Free exchange | The Fed's meeting

A loss of patience

The Federal Reserve has dropped the word “patient” from its monetary-policy statement

By C.W. | LONDON

RARELY have investors lavished so much attention on a single word. After a two-day meeting, the Federal Reserve dropped the word “patient” from its monetary-policy statement. Why the fuss over this single word?

"Patient”, in Fed-speak, indicates that it will hold off increasing interest rates for at least two meetings. Now the word has been ditched, at subsequent meetings (most probably in June) we could see rates move off from rock-bottom for the first time since 2008.

The last rate-tightening cycle began over a decade ago. The Fed feels comfortable, it seems, with raising interest rates now that unemployment has moved towards 5.5%. The latest forecasts from the Fed show that it expects the economy to expand by 2.3%-2.7%, a slight fall from the projections in December but still one of the strongest in the OECD, a club of mostly rich countries.

The possibility of imminent interest-rate rises worries many. The dollar is already very strong (see chart). Thanks to the plunging price of energy, inflation is well below the Fed’s target of 2%, and has fallen in the past year. The Fed revised down its forecasts for inflation this year, though it thinks it will hit 2% by 2016, as the effect of lower energy prices wears off. In recent months American exports have been sliding.

More hawkish monetary policy will reinforce all these trends, with knock-on effects around the world. And it may hit confidence, just as the strength of America’s recovery is starting to worry some. Figures on Monday showed that manufacturing output fell by 0.2% over the last month, and car output by 3%. The Fed has little to gain from tough monetary policy, and a lot to lose.
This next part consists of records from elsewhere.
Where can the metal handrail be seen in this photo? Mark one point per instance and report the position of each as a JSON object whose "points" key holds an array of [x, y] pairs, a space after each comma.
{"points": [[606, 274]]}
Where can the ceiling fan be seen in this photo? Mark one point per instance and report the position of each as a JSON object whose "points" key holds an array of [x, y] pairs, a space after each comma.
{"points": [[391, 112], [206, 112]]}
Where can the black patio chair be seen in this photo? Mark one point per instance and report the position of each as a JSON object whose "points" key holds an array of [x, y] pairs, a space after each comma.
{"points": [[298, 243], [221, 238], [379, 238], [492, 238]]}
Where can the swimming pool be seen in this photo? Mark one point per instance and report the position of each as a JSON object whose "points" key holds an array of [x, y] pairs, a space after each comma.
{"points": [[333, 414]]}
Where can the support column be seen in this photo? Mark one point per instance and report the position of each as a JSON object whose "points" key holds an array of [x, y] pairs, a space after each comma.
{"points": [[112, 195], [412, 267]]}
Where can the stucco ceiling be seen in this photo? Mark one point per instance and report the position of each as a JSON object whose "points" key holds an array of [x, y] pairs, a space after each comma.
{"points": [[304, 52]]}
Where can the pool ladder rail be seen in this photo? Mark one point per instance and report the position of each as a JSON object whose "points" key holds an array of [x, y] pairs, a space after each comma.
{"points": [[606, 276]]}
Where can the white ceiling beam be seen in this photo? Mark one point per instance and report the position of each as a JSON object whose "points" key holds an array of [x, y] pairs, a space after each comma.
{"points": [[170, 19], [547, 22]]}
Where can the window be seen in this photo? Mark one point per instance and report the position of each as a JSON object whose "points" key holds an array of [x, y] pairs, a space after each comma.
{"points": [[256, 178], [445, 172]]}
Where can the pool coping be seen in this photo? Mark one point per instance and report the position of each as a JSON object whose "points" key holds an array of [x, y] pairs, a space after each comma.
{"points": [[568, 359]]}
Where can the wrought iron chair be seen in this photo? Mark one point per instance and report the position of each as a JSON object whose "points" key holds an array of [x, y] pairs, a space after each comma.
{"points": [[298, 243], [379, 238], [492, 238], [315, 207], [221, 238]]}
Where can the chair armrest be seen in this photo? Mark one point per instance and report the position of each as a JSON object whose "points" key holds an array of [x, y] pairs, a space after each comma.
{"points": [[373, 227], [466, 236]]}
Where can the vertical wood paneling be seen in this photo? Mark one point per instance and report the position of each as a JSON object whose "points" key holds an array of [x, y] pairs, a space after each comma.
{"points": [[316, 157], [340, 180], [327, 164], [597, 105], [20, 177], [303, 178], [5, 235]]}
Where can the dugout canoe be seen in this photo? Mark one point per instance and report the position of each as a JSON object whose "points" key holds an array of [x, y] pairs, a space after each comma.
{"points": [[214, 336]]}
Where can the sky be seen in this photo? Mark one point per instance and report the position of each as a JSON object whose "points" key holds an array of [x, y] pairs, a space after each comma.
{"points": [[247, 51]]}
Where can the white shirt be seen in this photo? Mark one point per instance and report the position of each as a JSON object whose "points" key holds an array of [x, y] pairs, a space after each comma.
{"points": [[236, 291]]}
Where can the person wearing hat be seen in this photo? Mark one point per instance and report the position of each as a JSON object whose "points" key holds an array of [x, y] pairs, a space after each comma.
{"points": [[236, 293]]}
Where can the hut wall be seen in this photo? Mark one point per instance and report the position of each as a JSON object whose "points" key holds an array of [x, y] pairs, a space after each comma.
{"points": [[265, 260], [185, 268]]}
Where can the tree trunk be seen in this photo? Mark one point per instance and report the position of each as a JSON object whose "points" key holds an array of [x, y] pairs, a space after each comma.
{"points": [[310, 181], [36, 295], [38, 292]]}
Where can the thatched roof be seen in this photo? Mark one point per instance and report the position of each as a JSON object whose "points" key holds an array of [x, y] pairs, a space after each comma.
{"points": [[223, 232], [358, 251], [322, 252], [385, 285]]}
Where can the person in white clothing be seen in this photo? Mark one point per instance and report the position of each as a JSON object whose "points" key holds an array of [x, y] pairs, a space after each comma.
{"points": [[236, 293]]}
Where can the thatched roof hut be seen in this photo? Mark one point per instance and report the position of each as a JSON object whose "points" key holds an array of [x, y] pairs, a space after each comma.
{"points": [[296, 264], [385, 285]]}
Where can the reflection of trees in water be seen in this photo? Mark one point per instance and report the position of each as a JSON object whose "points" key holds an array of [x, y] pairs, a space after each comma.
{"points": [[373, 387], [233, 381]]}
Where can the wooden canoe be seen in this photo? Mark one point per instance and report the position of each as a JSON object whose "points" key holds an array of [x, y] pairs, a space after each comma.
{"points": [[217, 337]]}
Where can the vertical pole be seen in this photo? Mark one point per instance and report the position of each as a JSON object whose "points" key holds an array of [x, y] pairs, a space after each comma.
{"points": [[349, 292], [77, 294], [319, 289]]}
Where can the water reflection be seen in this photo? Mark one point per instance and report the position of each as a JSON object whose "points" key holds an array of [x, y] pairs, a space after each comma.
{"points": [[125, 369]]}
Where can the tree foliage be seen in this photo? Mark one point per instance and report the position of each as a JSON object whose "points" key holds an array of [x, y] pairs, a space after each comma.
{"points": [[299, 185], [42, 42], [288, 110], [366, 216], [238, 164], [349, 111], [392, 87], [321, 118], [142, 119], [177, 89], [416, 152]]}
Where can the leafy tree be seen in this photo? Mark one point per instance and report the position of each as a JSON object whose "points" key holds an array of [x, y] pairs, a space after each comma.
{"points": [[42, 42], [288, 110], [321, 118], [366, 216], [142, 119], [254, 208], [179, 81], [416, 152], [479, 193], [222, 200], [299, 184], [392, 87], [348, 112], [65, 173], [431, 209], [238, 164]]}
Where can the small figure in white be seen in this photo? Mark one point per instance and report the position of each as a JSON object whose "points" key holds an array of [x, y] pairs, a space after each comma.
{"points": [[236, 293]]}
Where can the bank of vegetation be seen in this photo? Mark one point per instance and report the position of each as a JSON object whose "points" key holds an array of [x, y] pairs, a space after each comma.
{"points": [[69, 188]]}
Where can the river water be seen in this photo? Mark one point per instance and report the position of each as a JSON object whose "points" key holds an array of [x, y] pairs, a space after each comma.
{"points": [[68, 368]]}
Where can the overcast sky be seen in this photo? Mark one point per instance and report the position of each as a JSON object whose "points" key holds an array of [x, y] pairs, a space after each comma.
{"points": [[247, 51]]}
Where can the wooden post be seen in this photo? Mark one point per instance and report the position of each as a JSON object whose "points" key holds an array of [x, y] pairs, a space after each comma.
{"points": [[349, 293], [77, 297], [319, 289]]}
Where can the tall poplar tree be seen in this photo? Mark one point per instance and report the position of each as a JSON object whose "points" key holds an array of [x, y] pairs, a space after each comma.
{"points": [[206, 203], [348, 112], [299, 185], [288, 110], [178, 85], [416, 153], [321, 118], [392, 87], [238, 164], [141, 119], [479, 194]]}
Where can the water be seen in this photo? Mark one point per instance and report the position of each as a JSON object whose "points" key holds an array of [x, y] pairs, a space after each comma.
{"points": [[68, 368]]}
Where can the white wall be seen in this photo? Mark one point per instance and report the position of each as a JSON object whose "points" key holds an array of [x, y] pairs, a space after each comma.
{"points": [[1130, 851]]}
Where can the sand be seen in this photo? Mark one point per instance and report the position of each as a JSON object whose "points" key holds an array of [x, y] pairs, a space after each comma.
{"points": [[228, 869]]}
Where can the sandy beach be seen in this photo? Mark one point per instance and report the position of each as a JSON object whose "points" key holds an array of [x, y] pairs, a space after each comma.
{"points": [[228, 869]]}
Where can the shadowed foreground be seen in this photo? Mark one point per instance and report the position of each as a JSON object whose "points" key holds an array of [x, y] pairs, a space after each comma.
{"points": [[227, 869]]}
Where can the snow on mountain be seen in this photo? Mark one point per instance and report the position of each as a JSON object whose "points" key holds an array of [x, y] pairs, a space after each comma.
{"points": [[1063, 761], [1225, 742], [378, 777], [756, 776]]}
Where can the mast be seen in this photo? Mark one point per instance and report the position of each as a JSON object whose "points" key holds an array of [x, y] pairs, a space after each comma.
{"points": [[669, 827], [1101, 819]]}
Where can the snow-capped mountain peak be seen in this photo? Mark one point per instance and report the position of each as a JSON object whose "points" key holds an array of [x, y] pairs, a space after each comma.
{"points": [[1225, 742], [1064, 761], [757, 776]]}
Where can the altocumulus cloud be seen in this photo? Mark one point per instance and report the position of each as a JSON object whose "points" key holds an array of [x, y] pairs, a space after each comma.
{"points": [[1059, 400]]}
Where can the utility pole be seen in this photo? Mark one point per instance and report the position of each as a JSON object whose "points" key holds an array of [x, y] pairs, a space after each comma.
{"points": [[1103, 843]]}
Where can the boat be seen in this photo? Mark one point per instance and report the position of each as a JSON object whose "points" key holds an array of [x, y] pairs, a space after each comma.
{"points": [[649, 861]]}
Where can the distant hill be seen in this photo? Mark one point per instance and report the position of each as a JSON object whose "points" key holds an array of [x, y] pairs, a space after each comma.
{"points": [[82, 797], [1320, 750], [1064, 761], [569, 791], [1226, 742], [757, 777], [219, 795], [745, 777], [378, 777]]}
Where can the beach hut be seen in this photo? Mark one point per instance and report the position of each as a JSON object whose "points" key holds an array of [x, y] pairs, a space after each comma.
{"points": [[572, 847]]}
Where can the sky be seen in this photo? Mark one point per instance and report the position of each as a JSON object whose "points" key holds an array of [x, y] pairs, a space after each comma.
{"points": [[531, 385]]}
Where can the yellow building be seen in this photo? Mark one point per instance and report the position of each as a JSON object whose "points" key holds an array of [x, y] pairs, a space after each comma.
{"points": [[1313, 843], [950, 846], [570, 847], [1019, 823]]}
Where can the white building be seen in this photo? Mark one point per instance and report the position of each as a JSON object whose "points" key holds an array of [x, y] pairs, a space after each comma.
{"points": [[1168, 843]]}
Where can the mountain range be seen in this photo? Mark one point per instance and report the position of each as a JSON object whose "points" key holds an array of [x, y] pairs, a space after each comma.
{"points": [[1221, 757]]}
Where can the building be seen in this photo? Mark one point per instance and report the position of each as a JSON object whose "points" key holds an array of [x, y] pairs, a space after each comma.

Higher interest rates could have effects all around the world. Between 2009 and 2014 dollar credit to emerging-market economies—loans by banks and bonds issued by companies—almost doubled, from $1.7 trillion to $3.3 trillion. In 2013, when the Fed hinted that it was going to stop its quantitative-easing programme, investors pulled money out of emerging markets in the expectation of higher interest rates in America. Countries like Turkey had to jack up interest rates to stop capital flight, which hit their economies hard. In a speech yesterday, Christine Lagarde, the chief of the International Monetary Fund, warned about the possibility of another “taper tantrum”. So far, Ms Lagarde will be happy: following the press conference, emerging-market currencies did not plunge again the dollar. But if rates rise fast, that may all fall apart.